WZ: Da werden einige Herren triumphierend mit der Zeitung wedeln . . .

Haas: Wobei das hat sicherlich zunächst mal wirtschaftliche Gründe hat. Mit Frauenschnitten lässt sich mehr Geld verdienen. Oft werden Männer mehr oder weniger nebenher bedient. Dabei sind Herrenfrisuren meiner Ansicht nach viel anspruchsvoller.

WZ: Das müssen Sie uns erklären.

Haas: Meist sind es ja Kurzhaarschnitte, und die sind handwerklich viel anspruchsvoller zu schneiden als Langhaarfrisuren. Bei denen merken Sie es manchmal noch nicht mal, dass sie jemand geschnitten hat. Ich mag den hohen Anspruch, bei Männern ist jeder Schnitt eine Herausforderung. Kurzhaarschnitte verzeihen keine Fehler.

WZ: Ist nicht ein reiner Herrensalon auch eine Herausforderung - nur vom Kranzschnitt für neun Euro können Sie wohl kaum leben.

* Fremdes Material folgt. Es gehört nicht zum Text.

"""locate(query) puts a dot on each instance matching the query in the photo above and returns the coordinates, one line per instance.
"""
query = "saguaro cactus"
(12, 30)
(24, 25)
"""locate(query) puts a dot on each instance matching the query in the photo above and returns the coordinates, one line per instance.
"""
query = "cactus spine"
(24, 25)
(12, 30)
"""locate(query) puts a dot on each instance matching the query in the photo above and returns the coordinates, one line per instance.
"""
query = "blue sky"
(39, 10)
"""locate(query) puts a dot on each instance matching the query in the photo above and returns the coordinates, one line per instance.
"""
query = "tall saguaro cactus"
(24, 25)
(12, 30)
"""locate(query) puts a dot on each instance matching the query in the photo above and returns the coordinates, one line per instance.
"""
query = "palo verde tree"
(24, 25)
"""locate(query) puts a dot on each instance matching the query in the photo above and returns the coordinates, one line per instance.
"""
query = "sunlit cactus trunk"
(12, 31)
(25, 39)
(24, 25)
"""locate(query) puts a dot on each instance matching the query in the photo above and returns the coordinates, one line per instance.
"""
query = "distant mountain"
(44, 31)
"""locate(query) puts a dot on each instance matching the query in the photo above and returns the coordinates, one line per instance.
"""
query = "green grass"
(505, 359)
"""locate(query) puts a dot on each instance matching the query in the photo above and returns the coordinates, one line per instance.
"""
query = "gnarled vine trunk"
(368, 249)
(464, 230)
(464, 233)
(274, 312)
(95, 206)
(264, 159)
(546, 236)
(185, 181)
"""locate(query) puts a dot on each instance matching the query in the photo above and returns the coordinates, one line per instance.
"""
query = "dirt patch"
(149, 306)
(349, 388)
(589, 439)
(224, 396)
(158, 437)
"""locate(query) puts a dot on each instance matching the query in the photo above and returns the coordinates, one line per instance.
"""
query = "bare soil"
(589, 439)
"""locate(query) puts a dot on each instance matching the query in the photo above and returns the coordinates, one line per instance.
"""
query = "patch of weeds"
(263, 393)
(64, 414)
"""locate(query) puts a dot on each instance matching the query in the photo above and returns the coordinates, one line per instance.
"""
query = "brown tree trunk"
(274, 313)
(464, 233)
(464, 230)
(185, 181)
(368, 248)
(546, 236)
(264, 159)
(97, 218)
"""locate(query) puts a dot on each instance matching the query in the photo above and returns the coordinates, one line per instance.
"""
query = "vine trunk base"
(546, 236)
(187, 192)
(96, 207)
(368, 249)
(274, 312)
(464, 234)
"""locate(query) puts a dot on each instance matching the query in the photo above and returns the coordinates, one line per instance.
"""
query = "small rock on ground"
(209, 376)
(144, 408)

Haas: Ich gebe mir ein Jahr, um zu schauen, ob ich mit meinem Salon nur für Männer über die Runden komme. Bis jetzt läuft es sehr gut. Wenn es so bleibt, bin ich sehr zufrieden. Im Übrigen: Auch Kranzschnitte für neun Euro haben ihre Berechtigung. Auch wenig Haar will geschnitten werden.

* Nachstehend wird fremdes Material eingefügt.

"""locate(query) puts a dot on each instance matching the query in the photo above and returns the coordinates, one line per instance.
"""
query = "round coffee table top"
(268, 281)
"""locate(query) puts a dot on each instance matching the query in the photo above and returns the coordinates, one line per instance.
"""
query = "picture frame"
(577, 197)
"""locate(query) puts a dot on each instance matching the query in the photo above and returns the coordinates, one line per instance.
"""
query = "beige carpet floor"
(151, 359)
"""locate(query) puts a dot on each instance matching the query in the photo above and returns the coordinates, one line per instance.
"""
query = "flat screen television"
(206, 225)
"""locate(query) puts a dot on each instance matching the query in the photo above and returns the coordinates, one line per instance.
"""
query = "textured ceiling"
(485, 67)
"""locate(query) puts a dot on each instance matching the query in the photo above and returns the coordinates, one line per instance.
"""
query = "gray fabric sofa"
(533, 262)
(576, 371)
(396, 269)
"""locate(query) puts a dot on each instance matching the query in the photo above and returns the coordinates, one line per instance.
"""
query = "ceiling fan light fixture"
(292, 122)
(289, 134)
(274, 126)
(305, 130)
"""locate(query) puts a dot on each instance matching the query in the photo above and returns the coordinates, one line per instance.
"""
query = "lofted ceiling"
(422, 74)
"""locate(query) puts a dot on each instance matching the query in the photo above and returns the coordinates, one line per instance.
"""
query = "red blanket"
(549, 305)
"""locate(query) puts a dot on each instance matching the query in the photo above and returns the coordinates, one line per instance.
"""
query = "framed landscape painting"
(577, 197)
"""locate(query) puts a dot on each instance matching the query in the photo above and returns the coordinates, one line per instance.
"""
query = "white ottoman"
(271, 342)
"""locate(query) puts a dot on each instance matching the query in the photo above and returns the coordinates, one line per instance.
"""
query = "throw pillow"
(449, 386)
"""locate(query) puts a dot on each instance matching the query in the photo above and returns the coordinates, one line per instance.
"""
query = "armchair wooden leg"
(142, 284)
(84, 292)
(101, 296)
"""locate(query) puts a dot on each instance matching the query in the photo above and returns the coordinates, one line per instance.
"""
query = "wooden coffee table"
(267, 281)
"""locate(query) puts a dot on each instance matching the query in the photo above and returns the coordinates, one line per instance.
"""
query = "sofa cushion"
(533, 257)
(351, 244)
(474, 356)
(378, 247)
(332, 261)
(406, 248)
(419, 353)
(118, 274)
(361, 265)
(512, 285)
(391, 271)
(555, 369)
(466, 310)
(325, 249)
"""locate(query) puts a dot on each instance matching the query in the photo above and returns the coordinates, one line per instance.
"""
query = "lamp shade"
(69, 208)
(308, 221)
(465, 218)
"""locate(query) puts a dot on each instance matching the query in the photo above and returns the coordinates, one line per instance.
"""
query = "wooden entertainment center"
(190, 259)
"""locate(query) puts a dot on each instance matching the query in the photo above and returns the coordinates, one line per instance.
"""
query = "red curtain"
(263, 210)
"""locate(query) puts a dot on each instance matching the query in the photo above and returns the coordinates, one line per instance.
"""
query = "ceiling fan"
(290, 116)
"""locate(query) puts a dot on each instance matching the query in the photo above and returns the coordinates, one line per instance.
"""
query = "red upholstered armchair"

WZ: Aber das Klischee will, dass der Hafen viel besser wäre - mehr Style, coole Leute und die ganzen Werbe- und Medienleutchen . . .

Haas: Der Hafen ist zu hip und für mich als Frisör zu unbelebt. Flingern ist für mich der bessere Standort. Hier wird gearbeitet und gelebt. Die Leute sind offen und gehen auf einen zu. Ich hatte schon ganz viele Menschen aus dem Stadtteil bei mir im Salon, die nur mal schauen wollten und mich für die schöne Einrichtung loben. Frauen übrigens auch. Ein älterer Herr stand vor ein paar Wochen bei mir im Salon und meinte, er hätte mich jetzt eine ganze Weile lang beobachtet. Jeder, der bei mir aus dem Salon käme, hätte eine ganz vernünftige Frisur, genau so wie sie sein sollte. Jetzt wolle er mich auch mal ausprobieren. Mittlerweile war er schon zweimal bei mir.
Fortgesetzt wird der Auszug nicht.